Case Report: Takotsubo Cardiomyopathy in Bickerstaff Brainstem Encephalitis Triggered by COVID-19

Takotsubo cardiomyopathy (TCM) is a stress-induced cardiomyopathy triggered by critical illness including severe neurological disorders. However, an association between TCM and Bickerstaff brainstem encephalitis (BBE) has rarely been described. During the current coronavirus disease 2019 (COVID-19) pandemic, growing evidence indicates that COVID-19 often leads to various neurological disorders, but there are few reports of an association between COVID-19 and BBE. Here we report a case of TCM associated with BBE triggered by COVID-19, which subsided with immunotherapy for BBE. Both transthoracic echocardiography and electrocardiography led to early and accurate diagnosis of TCM. Sustained hemodynamic instability due to TCM was immediately lessened with immunotherapy whereas additional plasmapheresis and immunotherapy were required to treat BBE. This case indicates that BBE might follow COVID-19 and TCM should be considered when hemodynamic status remains unstable in a patient with BBE.

Introduction

Coronavirus disease 2019 (COVID-19), which is caused by severe acute respiratory syndrome coronavirus-2 (SARS-CoV-2), often leads to various neurological disorders such as ischemic stroke, encephalomyelitis, necrotizing myositis, and Guillain-Barré syndrome (GBS) (1–3). A proposed mechanism for the neurological complications of COVID-19 is direct SARS-CoV-2 invasion of neural cells such as neurons, glial cells, and vascular endothelial cells through angiotensin converting enzyme 2 receptor (4). The mechanism of neurological autoimmunity associated with COVID-19 remains uncertain.
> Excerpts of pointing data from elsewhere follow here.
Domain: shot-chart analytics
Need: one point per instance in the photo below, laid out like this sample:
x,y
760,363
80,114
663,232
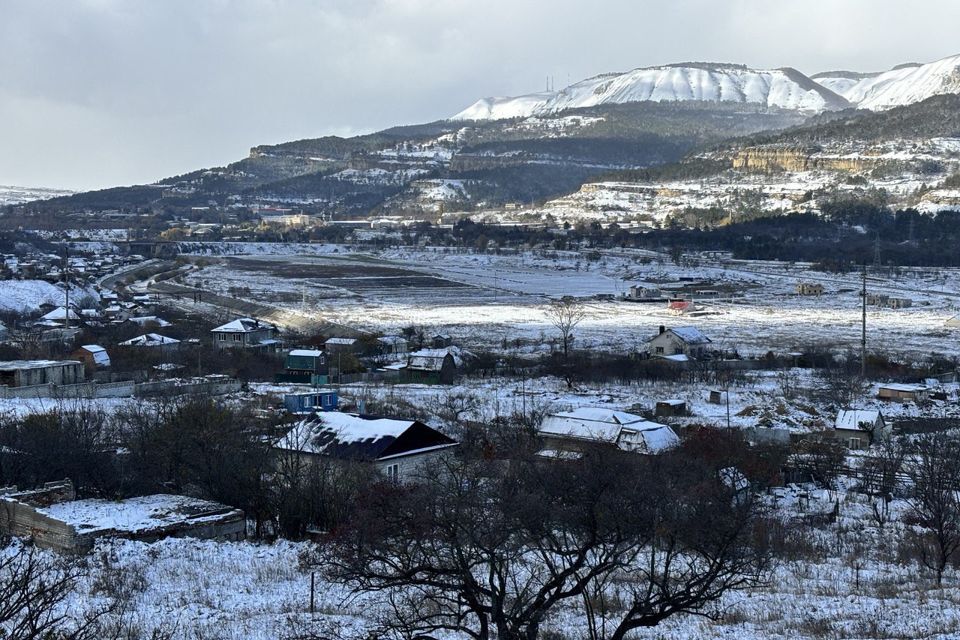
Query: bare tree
x,y
490,548
565,315
34,588
880,476
934,470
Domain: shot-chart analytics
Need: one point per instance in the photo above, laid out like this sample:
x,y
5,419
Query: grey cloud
x,y
101,92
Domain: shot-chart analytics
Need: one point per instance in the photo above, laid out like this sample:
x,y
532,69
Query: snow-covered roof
x,y
134,514
350,435
907,388
142,320
690,335
19,365
625,430
100,355
432,359
306,353
60,313
149,340
855,419
243,325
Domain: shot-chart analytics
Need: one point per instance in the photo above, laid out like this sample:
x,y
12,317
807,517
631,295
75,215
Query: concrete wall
x,y
84,390
172,388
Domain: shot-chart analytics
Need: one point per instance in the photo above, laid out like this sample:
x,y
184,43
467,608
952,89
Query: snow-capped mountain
x,y
901,86
19,195
784,88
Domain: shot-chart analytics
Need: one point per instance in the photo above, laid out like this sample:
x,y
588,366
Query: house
x,y
59,316
670,408
858,428
903,392
392,345
52,518
809,289
143,321
93,356
151,340
306,362
340,345
27,373
681,307
432,366
687,341
442,341
310,401
396,448
642,292
246,333
570,431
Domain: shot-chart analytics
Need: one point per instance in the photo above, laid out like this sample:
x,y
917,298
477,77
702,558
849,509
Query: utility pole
x,y
66,280
863,327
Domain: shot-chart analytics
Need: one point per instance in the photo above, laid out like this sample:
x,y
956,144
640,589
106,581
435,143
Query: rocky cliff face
x,y
799,158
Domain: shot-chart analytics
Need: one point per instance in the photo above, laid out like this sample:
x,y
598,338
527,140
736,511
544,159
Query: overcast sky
x,y
96,93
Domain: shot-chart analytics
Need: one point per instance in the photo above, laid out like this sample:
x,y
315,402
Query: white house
x,y
396,448
570,430
150,340
246,333
686,341
858,428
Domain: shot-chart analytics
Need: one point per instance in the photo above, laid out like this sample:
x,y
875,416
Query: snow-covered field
x,y
849,584
483,299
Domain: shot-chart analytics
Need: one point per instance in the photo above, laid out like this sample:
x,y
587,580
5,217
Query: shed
x,y
593,425
93,356
671,407
27,373
895,392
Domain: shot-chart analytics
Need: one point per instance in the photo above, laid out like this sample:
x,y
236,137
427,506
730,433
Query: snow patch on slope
x,y
782,88
901,86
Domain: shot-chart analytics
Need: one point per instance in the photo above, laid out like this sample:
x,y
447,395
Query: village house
x,y
310,401
340,345
396,448
432,366
569,431
643,292
93,356
858,428
246,333
809,289
441,341
686,341
308,366
896,392
392,345
27,373
154,340
53,519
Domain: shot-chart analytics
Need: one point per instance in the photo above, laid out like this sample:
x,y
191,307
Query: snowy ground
x,y
482,299
853,583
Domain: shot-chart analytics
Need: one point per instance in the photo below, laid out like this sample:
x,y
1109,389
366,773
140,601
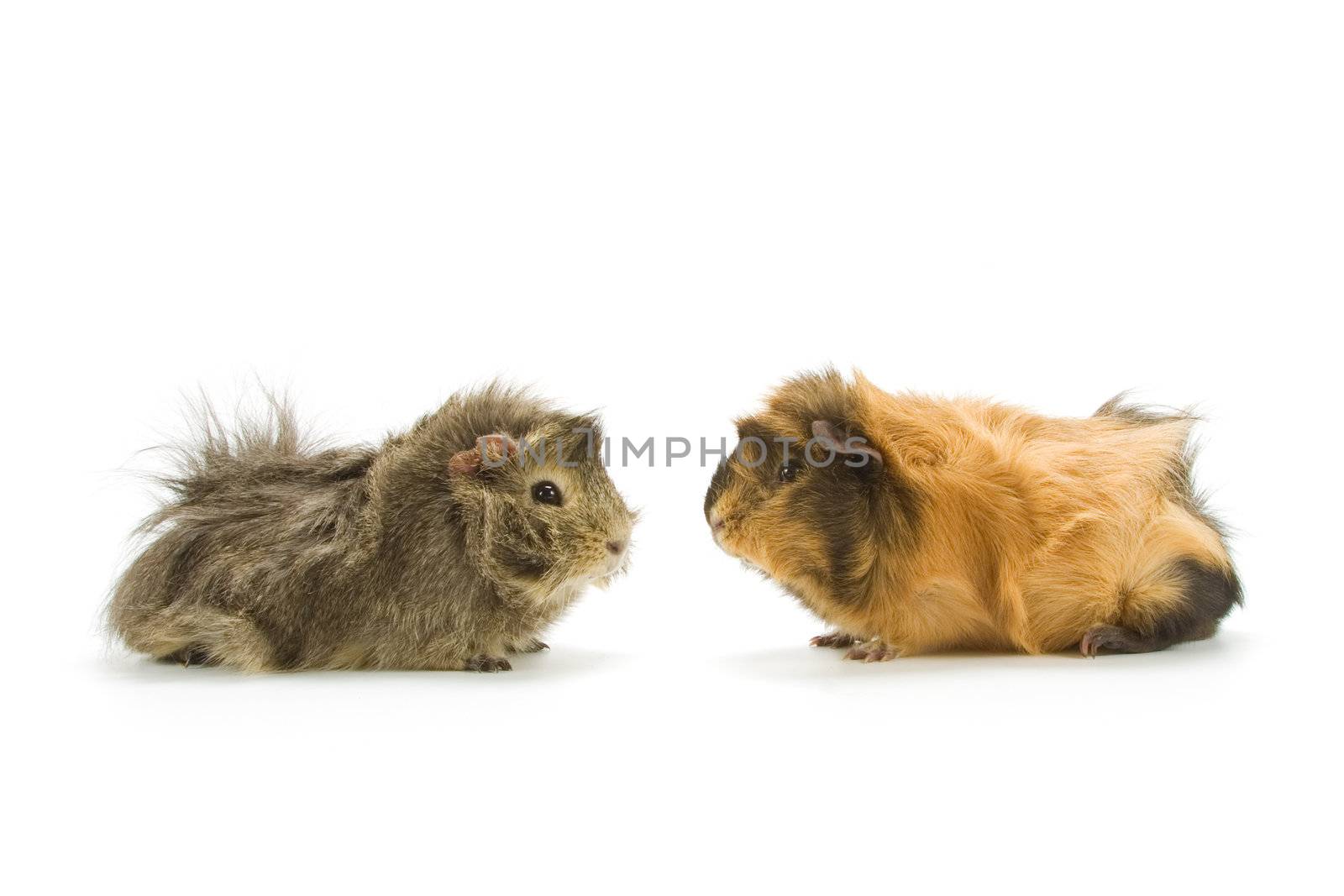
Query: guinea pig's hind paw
x,y
1115,640
833,640
873,651
486,663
Bickerstaff brainstem encephalitis (BBE) is a rare autoimmune encephalitis caused by autoantibodies against gangliosides such as GQ1b, present in ~75% of patients with BBE (5, 6). BBE involves acute onset of bilateral ophthalmoparesis, ataxia, impaired consciousness, and pyramidal signs. The prognosis is usually good (7). Although GBS often follows COVID-19 (1–3), there are few reports of BBE triggered by COVID-19 (8).

Takotsubo cardiomyopathy (TCM) is a stress-induced cardiomyopathy that presents with malignant arrhythmias and hemodynamic instability. There are specific myocardial wall motion abnormalities and elevated levels of myocardial enzymes. It is occasionally fatal (9). TCM is triggered by critical physiological and psychological events that are hypothesized to be associated with excessive catecholamine release (10), such as intense fear, pain, anxiety; surgery; natural disasters; and infectious diseases including COVID-19 (11). Moreover, severe neurological disorders such as subarachnoid hemorrhage, intracerebral hemorrhage, stroke, epilepsy, migraine, encephalitis, traumatic brain injury, and amyotrophic lateral sclerosis are also associated with TCM (12). To date, an association between TCM and BBE has rarely been described, although GBS is often accompanied by TCM (13).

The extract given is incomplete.